1. Cornwallis Hewett FRSC (1787 – 13 September 1841) was a physician who served as Downing Professor of Medicine and Physician-Extraordinary to the King. His younger half-brother Prescott Gardner Hewett also served as Physician-Extraordinary as well as Serjeant Surgeon.

==Early life==
Hewett was born in the East Indies in 1787 to William Nathan Wright Hewett of Calcutta and Bilham House, Doncaster. His father was initially a very wealthy man who lost his fortune from his love of horse-racing. Even though his father's change in fortune meant that he had to remove to France, he still managed to have a strong education at Charterhouse School followed by matriculation at Trinity College, Cambridge in 1806, and received his Bachelor of Arts degree in 1809 with a Members' Prize. He later transferred to Downing College, Cambridge and graduated with a Master of Arts degree in 1812, his medical license in 1814, along with a further Bachelor of Medicine from Downing College, Cambridge as well as an incorporated Bachelor of Medicine from Brasenose College, Oxford.

==Medical career==
After receiving his M.L. Hewett was appointed Downing Professor of Medicine, one of the most senior medical appointments in the gift of the University of Cambridge. Hewett was also appointed a Fellow and Tutor at Downing College, Cambridge in 1814 and later he received his Doctorate of Medicine in 1822. On receiving his M.D. on 9 August 1822 he was also appointed as a Member of the Royal College of Physicians, becoming a fellow on 12 April 1824. On 25 March 1825 he was appointed the physician to St George's Hospital, London a position in which he served until 1833. He was also appointed Physician-Extraordinary to the King, William IV on 20 July 1832, although no works were published under his name during that appointment.
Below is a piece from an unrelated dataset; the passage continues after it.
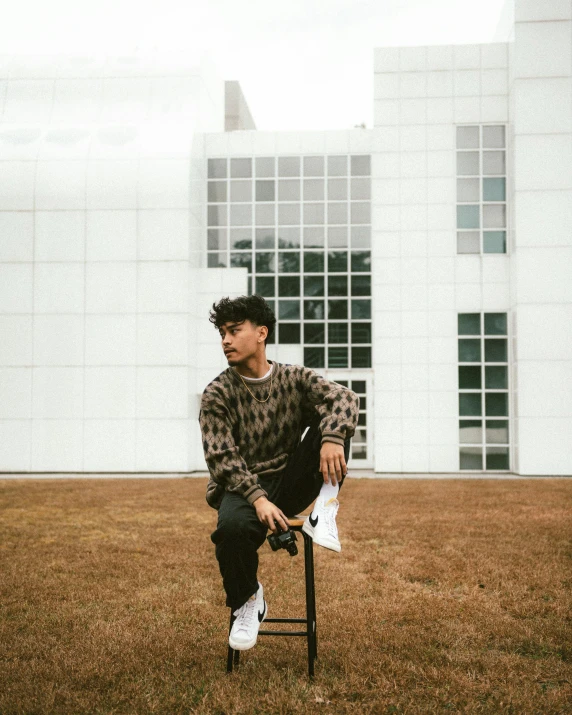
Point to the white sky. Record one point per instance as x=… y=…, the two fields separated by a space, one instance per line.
x=302 y=64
His distinguished career although outdone by his younger half-brother Prescott Gardner Hewett did inspire him to also join St George's Hospital in his wake.

==Personal life==
Hewett lived at Berkeley Street, St George Hanover Square, Middlesex. He died at Brighton on 13 September 1841.

As well as being brother to Rev. John Short Hewett and Sir Prescott Gardner Hewett, Bt., he was also uncle of Rev. John Hewett and Vice-Admiral William Hewett, great uncle of John Prescott Hewett and of Rear Admiral George Hayley Hewett.